Hamlet’s conversation brings together syntax and wild illustrations of simple ideas that are saturated with ambiguity, leaving his victims at cross-purposes but leaving him in control. His alternation of prose and verse suggests that his madness is something that can be ‘put on’ at will. Verse is used when talking with his old friend Horatio, who from the outset knows of Hamlet’s plan. His use of verse in the closet scene with his mother (III.iv) shows his desire to confide in her as an equal but ironically finds difficulty in convincing his mother that he is sane, due to his erratic verse. We might also say that she does not wish to see him as sane because this means that she must face the true evil of her own situation.

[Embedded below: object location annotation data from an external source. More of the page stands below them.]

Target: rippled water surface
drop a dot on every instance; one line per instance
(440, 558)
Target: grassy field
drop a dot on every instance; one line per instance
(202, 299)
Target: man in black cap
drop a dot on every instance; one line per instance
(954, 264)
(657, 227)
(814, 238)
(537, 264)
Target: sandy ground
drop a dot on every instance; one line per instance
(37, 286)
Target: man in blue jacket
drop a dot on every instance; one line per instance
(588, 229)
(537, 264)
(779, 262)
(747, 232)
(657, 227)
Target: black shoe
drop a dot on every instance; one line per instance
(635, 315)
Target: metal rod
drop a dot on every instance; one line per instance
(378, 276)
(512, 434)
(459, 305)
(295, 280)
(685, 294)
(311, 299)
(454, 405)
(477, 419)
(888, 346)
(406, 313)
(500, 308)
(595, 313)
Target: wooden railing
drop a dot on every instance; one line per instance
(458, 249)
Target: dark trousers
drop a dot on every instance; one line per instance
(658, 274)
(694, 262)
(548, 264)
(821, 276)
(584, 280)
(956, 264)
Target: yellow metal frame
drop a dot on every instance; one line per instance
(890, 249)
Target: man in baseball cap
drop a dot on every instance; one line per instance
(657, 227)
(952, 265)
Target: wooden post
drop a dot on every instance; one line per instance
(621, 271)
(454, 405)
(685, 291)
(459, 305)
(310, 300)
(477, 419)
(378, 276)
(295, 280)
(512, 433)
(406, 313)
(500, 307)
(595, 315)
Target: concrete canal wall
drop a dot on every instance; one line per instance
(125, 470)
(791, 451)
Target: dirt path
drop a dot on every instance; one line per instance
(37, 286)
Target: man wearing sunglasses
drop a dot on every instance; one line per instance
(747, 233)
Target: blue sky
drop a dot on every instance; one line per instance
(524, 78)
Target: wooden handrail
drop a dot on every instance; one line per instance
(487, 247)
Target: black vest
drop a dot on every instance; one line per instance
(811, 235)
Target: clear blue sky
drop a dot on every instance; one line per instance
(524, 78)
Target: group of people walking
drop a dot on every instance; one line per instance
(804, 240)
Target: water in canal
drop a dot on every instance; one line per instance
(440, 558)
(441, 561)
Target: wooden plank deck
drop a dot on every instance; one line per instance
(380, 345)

Despite the evidence suggesting that his madness is contrived, numerous critics believe that Hamlet was indeed the victim of madness because he performs the act of Hamlet’s unstructured speech at this point, and the rash jump into Ophelia’s grave hints at insanity. Or perhaps it substantiates Horace’s dictum that ‘ira furor brevis est’ (anger is a brief madness). It is strange that it is so widely assumed that Hamlet is mad when he is thinking about the act of murder but sane and righteous while acting on the instructions of a ghost to butcher his uncle. In fact, Hamlet is set up as a thinker: he has recently returned from university. His life is one of thought – notice his extremely frequent and detailed soliloquies weighting up the different possibilities – and it is in his nature to stand aloof from violent acts. The feigned madness is a pose that allows Hamlet to find out the truth beneath the court’s other masks. Only when he allows himself to act in rashness does the whole court implode in the final scene’s massacre. It could be argued that Hamlet’s tragedy is that he gives in to primal urges after all

Hamlet begs pardon from Laertes in the final scene, admitting to unfamiliar urges that he has been unable to control:

"I am punished

With sore distraction. What I have done,

That might your nature, honour and exception

Roughly awake, I here proclaim was madness."

(V.ii.211-214)

Hamlet’s calculating and assumed madness is juxtaposed against Ophelia’s very real insanity. The stem of both of their madness is grief and anger at the unjust killing of their fathers. Ophelia’s speech follows a stream of consciousness as her unshaped dialogue forms around metaphorical language. In her madness, she touches on taboo subjects and speaks a truth that would not normally be touched upon.

Revenge

Hamlet is based on a Senecan model. In these revenge plays, plots were brought out with horrific incidents, a stock element of which was the Ghost, bloody action and ranting speeches. In Hamlet, the impediment to revenge is conscience whereas in its models, material considerations prevent fulfilment. The theme of earlier tragedies of revenge was the punishment of an evildoer through someone who had suffered because of him. The plays were popular because they allowed the passionate display of emotion, which would have more sensational appeal than a static series of situations.